[lbo-talk] The Ontology of Two Chairs (was Reich on sex & religion)

[ravi]

Jon Johanning wrote:
> On Dec 30, 2004, at 11:48 PM, joanna bujes wrote:
> 
>> It's hard to know what you mean by "truths of mathematics." If these
>> truths include the entities that we call numbers and that we claim to
>> be able to manipulateby analogy with how we manipulate-numbers-as
>> finite-quantities, then certainly these truths are culturally given.
> 
> 
> What I mean is this: is "2+2=4" true or false? If it is true, is it a
> "culturally-given truth"? If you can find a way to make it false, show
> it to me.
> 
> You see, I'm a terribly simple-minded philosopher in the end.
> 

in the vein of simple-minded philosophy ;-), i have a very simple question:

what is the meaning of "true" in the statement "2+2=4 is true"? is it
this: in the first order theory of formalized elementary arithmetic, the
result 2+2=4 (or for that matter, kant's 7+5=12) can be logically
deduced (recursively axiomatized)?

isnt that quite a different kind of "truth" (a "synthetic truth", in
simple-minded philosophy? ;-)), than "there are two chairs in this room"?
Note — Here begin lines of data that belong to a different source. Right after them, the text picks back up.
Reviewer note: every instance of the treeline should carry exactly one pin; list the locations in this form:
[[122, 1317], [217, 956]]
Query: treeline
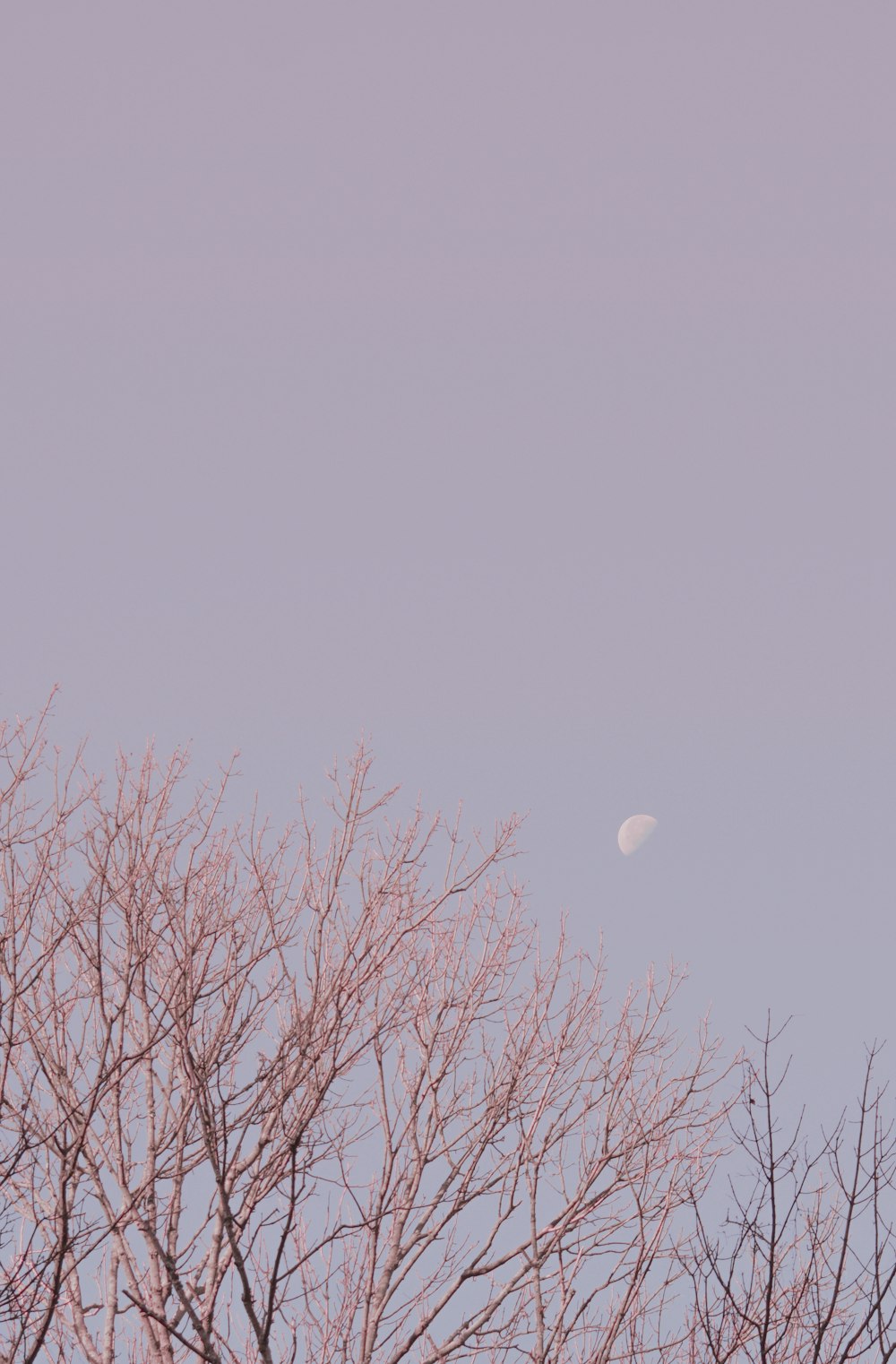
[[282, 1095]]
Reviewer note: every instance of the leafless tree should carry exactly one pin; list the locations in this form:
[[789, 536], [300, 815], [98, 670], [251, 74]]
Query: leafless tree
[[273, 1098], [805, 1266]]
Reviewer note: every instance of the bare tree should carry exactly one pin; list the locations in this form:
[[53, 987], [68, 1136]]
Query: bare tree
[[274, 1100], [805, 1266]]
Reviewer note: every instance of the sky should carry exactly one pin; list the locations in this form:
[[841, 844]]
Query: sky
[[509, 384]]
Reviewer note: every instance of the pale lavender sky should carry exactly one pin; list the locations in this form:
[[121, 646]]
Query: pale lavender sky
[[512, 382]]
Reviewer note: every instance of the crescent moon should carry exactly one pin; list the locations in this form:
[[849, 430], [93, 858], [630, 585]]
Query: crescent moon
[[634, 833]]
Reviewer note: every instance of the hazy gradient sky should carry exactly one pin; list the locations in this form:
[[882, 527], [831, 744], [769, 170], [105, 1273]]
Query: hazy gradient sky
[[513, 382]]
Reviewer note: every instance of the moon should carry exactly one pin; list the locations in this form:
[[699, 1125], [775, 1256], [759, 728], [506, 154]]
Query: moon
[[634, 833]]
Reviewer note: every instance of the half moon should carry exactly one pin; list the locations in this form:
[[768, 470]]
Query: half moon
[[634, 833]]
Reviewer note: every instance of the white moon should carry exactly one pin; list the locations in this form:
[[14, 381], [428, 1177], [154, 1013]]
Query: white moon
[[634, 833]]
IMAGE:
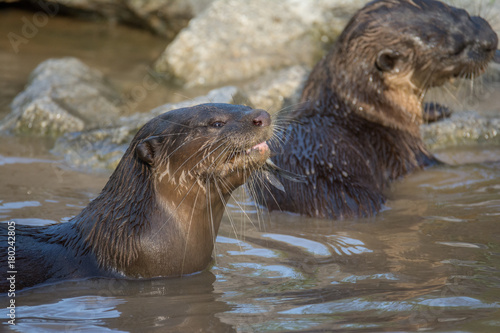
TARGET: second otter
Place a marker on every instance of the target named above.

how about euclid's fifth axiom? is that "true"? in what sense?

does the difference matter? perhaps not? one could say: both are true:
one because of the very definition of the terms (or at least an
extension) while the other for commonsense or other reasons... sensory
experience confirms the claim, given agreement on terms and a clear
correspondence between the terms and sensory data...

but aren't we already on slippery (if well-trodden) ground here? isn't
there a bootstrapping problem with the issue of agreement, including on
the representation of sensory data?

	--ravi

p.s: while answers are available to some of these questions elsewhere, i
thought it would be fruitful to *recast* as much light as possible on
this debate.